Zimbabwe is suffering the same fate in worse degree. Many of its people
are starving. Half of them rely on food aid to survive. Mugabe opposed the
free market measures that the Commonwealth and the IMF tried to impose on
him, but his autarkic economic model is not a viable alternative. It has
plunged his country into economic regression.

If the UK and the international financial institutions bear the primary
responsibility for the condition of Zimbabwe, Mugabe has played a
secondary role. For two decades he has remained a member of an
organisation that perpetuates the colonial relationship. This most
militant of nationalists, who endured prison and led an armed struggle
against a better-armed military force, loved to strut on the Commonwealth
stage. Even now he would go back to it if he could. At no point did he
ever envisage breaking with the imperialist framework of international
relations. His own nationalist outlook locked him into the Commonwealth
and all that it stands for.

Blair’s role in the conference was characterised by his usual
sanctimonious moralising. And also as usual this failed to conceal his
rank hypocrisy. He demanded that Zimbabwe was excluded, while pressing for
the readmission of Pakistan which remains a military dictatorship.

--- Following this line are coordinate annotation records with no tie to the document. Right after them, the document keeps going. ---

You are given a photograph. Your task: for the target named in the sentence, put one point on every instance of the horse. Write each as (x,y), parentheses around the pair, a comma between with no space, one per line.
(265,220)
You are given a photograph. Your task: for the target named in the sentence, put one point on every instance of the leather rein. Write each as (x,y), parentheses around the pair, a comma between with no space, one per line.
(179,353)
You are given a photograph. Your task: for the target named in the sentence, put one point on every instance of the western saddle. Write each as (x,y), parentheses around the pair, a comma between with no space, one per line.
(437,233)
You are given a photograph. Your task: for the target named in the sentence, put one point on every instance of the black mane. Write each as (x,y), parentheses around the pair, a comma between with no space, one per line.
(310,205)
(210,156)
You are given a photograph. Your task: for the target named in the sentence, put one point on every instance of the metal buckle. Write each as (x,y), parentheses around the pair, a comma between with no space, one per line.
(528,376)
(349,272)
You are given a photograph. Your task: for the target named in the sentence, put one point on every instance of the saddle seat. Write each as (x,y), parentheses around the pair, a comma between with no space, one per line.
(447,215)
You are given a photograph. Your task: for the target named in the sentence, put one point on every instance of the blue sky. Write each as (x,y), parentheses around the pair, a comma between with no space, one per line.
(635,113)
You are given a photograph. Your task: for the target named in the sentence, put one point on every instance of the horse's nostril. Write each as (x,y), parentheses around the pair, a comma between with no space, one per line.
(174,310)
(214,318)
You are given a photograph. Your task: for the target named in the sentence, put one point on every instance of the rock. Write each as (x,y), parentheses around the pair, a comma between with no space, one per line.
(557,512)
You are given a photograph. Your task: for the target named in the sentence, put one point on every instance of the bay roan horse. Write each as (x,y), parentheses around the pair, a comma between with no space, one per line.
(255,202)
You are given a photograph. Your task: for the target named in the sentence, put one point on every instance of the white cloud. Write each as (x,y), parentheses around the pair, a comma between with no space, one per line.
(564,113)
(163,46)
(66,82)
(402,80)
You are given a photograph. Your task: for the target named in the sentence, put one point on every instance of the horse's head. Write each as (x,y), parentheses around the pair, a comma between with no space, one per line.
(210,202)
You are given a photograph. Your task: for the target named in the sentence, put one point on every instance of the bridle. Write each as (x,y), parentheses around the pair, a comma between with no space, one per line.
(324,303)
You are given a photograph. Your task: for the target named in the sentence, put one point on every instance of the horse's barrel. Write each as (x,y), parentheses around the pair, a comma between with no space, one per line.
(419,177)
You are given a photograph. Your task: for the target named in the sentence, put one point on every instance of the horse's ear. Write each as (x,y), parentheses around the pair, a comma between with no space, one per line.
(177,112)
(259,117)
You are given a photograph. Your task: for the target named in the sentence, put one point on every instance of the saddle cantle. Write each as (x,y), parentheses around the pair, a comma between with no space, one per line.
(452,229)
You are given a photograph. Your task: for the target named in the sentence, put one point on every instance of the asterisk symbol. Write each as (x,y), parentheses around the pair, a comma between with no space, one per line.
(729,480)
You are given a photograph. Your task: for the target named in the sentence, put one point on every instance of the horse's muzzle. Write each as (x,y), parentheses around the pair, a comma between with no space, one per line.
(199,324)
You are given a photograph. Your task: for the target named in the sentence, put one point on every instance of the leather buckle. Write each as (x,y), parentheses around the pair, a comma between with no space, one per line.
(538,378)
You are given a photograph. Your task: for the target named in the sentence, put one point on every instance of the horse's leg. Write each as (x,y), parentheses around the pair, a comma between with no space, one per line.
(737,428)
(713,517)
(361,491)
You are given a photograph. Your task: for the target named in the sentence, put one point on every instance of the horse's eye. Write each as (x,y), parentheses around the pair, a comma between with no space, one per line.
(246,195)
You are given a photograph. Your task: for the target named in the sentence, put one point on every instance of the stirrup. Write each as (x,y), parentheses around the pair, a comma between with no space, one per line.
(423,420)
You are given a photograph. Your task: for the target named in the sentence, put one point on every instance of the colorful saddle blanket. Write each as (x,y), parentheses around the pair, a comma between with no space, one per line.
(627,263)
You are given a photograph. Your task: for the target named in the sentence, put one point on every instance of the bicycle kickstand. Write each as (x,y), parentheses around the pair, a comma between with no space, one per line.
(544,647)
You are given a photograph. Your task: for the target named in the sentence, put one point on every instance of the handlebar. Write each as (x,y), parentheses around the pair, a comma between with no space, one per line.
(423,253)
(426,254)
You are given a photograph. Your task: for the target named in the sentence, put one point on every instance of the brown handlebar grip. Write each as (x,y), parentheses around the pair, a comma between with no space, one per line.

Pakistan was excluded from the Commonwealth in 1999 when General Musharraf
came to power. McKinnon praised Pakistan for “moving in the right
direction.” Canadian Prime Minister Jean Chrétien pointed out that
Pakistan was “making a good contribution to the war on terrorism.”

If human rights were indeed criteria for Commonwealth membership, then
both Her Majesty Queen Elizabeth II and her prime minister would have
found themselves excluded. The UK government is systematically violating
human rights in its “war against terrorism.” It is detaining people
without access to lawyers. Over the last week more than a dozen people
have been arrested in this manner. It is sharing US intelligence that has
been extracted under torture. In its most flagrant breach of human rights,
and one that far out strips anything that Mugabe can claim, it has
launched an unprovoked war against another country.